Bob the data scientist is working on building a recommendation model for his e-commerce company. The model aims to find the most relevant content to recommend for each user, improving retention and engagement rate, and ultimately improving profit margins to drive business impacts.
So Bob opens up the jupyter notebook on his local laptop, and begins to clean out the user datasets, construct relevant features, and build the model. While doing so, he installs a bunch of dependencies, tests out multiple sets of features, and tries out a couple of different models.
When Bob is satisfied with the model performance, and hands off the model to his team of engineers for deployment into production with live traffic and data. The model performs very well initially, but over time, the team sees the model performance decline and starts to give out inconsistent recommendations to potential customers. So Bob opens up his laptop, starts to clean out a new batch of data to retrain his model, and repeats the entire process.

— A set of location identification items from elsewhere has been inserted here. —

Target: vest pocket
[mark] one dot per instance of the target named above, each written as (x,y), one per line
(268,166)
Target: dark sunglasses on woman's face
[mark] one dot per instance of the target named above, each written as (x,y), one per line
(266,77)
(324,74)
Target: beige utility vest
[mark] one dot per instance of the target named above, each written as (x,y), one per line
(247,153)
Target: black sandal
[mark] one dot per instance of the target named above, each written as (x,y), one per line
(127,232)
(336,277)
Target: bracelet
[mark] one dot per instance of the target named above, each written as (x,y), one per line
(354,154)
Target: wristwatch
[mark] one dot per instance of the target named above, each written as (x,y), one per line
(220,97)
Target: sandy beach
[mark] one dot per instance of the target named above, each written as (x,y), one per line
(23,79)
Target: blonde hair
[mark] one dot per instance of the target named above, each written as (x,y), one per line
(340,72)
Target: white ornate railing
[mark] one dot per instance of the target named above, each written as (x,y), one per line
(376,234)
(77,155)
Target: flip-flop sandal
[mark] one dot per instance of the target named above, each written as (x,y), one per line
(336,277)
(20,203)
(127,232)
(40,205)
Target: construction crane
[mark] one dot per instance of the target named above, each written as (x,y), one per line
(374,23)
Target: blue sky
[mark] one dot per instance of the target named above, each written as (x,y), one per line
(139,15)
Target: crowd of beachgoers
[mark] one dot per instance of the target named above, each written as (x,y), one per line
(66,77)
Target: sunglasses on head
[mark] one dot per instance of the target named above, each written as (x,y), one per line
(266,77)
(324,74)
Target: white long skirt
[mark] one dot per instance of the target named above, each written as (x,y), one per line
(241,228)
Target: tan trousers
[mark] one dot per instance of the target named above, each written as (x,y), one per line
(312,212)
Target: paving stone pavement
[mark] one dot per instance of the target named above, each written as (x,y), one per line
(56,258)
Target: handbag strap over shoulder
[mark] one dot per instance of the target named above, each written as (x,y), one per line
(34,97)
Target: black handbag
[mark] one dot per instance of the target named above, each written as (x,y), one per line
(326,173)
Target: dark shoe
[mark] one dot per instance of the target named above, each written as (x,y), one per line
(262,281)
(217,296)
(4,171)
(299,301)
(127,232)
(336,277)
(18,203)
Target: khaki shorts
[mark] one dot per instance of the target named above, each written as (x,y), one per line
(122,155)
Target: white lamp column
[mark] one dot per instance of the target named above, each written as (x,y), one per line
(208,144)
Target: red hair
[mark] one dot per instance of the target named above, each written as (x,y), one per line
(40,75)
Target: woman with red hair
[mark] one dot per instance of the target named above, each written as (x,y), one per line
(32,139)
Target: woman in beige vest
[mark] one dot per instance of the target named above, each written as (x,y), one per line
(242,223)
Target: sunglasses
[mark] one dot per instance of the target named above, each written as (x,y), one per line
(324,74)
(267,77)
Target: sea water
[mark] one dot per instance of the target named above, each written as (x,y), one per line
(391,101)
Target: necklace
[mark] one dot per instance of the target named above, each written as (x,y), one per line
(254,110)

This cycle is manual, and script-driven, where the model is the focal point in the delivery of ML efforts. Transitioning away from a model centric workflow, into an end-end ML pipeline workflow brings many advantages. Pipelines help to automate and structure the workflow, and ensures reproducibility and consistency.
What is a Machine Learning Pipeline
Machine Learning (ML) pipelines help to automate the ML life cycle, streamline the workflow, and unlock faster iteration of models from development to deployment. Pipelines allow data, models, and experiments to be more easily tracked and monitored. This is especially important when there are many models to maintain and monitor in production, and when collaborating in a team with other developers.

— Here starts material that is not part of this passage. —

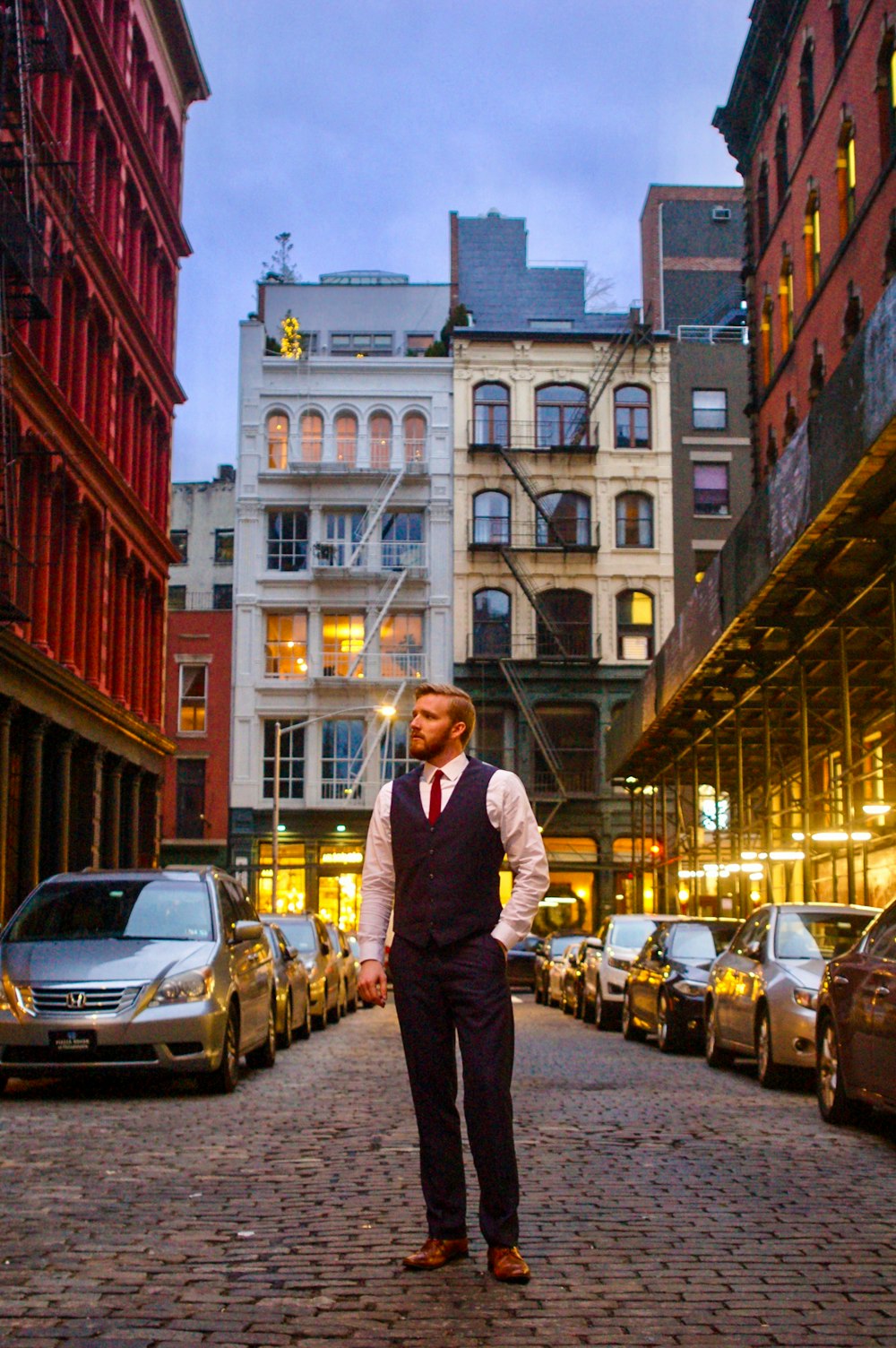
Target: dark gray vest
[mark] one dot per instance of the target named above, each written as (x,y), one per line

Some advantages of pipelines include:
- Automated and faster iteration of the ML lifecycle
- Better scalability, consistency and reusability
- Easier to manage, maintain and monitor
- Version controlled source code
- Facilitates better cooperation between data scientists and engineers
A ML workflow typically consists of the following core components:
Data preprocessing: real-world data is often noisy, and could contain missing values, outliers, and anomalies. The first step in the ML workflow is usually to clean the raw data, and prepare it into data that’s ready for feature engineering or modelling.
Feature engineering: finding the best set of features or variables from the dataset is crucial for model performance. If the data or feature inputted into the model is not a relevant indicator of what you’re trying to predict, it won’t be able to generate accurate predictions or find meaningful patterns. For example, to detect credit card fraud, some important features are: location of the merchant, transaction type, transaction amount, etc.

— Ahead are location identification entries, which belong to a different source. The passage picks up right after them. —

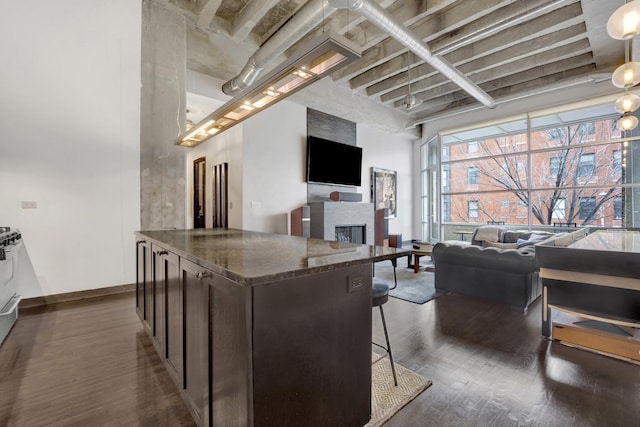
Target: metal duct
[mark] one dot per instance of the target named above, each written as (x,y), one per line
(312,14)
(306,19)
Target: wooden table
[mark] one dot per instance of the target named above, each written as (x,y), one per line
(424,250)
(463,233)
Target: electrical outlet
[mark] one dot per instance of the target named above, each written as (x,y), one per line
(356,283)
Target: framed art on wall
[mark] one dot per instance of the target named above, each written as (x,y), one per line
(384,190)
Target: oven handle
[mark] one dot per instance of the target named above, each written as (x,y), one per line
(10,310)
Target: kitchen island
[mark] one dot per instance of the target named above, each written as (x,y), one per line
(260,329)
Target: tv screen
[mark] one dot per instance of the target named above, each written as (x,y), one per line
(330,162)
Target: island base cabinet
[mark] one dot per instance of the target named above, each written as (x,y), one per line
(312,350)
(196,282)
(173,316)
(144,283)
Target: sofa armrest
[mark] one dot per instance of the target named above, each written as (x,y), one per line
(508,260)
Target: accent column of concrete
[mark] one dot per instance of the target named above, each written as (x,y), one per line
(162,113)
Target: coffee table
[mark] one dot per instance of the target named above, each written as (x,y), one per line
(416,252)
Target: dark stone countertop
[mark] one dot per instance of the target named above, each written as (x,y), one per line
(253,258)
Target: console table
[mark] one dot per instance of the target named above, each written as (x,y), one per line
(261,329)
(592,276)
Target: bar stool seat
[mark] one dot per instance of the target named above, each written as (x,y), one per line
(379,296)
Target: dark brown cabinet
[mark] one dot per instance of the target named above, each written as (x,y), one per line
(173,316)
(271,353)
(144,283)
(195,283)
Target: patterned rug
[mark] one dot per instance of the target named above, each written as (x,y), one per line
(387,399)
(417,288)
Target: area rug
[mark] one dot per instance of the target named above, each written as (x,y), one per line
(387,399)
(417,288)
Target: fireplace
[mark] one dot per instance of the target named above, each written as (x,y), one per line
(351,234)
(342,222)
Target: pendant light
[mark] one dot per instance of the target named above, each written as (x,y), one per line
(627,75)
(627,122)
(627,103)
(625,21)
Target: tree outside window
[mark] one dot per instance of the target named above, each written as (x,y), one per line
(617,208)
(587,165)
(472,175)
(617,162)
(472,209)
(587,208)
(554,166)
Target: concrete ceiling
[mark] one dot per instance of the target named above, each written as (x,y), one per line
(507,47)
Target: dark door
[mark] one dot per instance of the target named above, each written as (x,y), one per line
(220,195)
(199,179)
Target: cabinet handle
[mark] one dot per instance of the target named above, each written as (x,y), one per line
(202,274)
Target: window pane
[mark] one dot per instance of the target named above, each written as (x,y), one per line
(576,166)
(496,173)
(584,206)
(481,208)
(569,135)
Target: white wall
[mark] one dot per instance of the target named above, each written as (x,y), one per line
(70,117)
(394,152)
(275,146)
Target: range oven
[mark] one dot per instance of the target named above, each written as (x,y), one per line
(10,242)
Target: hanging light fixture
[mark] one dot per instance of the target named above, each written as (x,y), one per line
(627,75)
(410,99)
(627,122)
(627,103)
(312,61)
(625,21)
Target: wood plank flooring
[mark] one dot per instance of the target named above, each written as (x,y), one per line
(89,363)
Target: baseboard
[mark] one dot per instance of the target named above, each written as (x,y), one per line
(75,296)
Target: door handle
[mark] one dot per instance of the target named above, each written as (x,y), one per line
(202,274)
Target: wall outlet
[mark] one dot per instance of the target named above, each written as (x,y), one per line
(356,283)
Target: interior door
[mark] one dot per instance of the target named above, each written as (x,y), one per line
(199,177)
(220,195)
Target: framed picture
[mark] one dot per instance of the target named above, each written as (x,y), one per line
(384,190)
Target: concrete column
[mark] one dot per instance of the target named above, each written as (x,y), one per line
(162,118)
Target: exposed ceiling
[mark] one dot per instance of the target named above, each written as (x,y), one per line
(510,48)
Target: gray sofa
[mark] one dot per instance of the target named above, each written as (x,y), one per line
(501,268)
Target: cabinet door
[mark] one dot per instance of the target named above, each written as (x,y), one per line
(144,285)
(159,255)
(196,281)
(173,316)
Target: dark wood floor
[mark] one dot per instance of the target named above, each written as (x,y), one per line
(91,364)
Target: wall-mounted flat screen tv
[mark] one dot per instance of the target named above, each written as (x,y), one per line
(330,162)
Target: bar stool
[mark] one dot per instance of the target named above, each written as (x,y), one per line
(380,295)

Model training: is to train the model and let it ‘learn’ from the datasets. For example, in supervised learning, models are fit on the training data to learn a function that maps an input to an output. A simple instance of this is linear regression,
f(x) = W_0 + W_1 * X , in which training means to find the weights
(W_0 & W_1), to get a best-fit straight line, and minimize the cost.
Model evaluation: after the model has finished training, the performance and accuracy is evaluated. Ways to evaluate a model’s performance include: accuracy, precision, recall, ROC, confusion matrix, etc.
Getting Started with Machine Learning Pipelines
Some of the most popular and open source orchestrators on the market right now are:
Kubeflow: A cloud native platform for machine learning workflows - pipelines, training and deployment on Kubernetes.
Airflow: A platform for architecting and orchestrating data and ML pipelines.
Both Kubeflow and Airflow pipelines are great ways to construct portable and sclable ML workflows.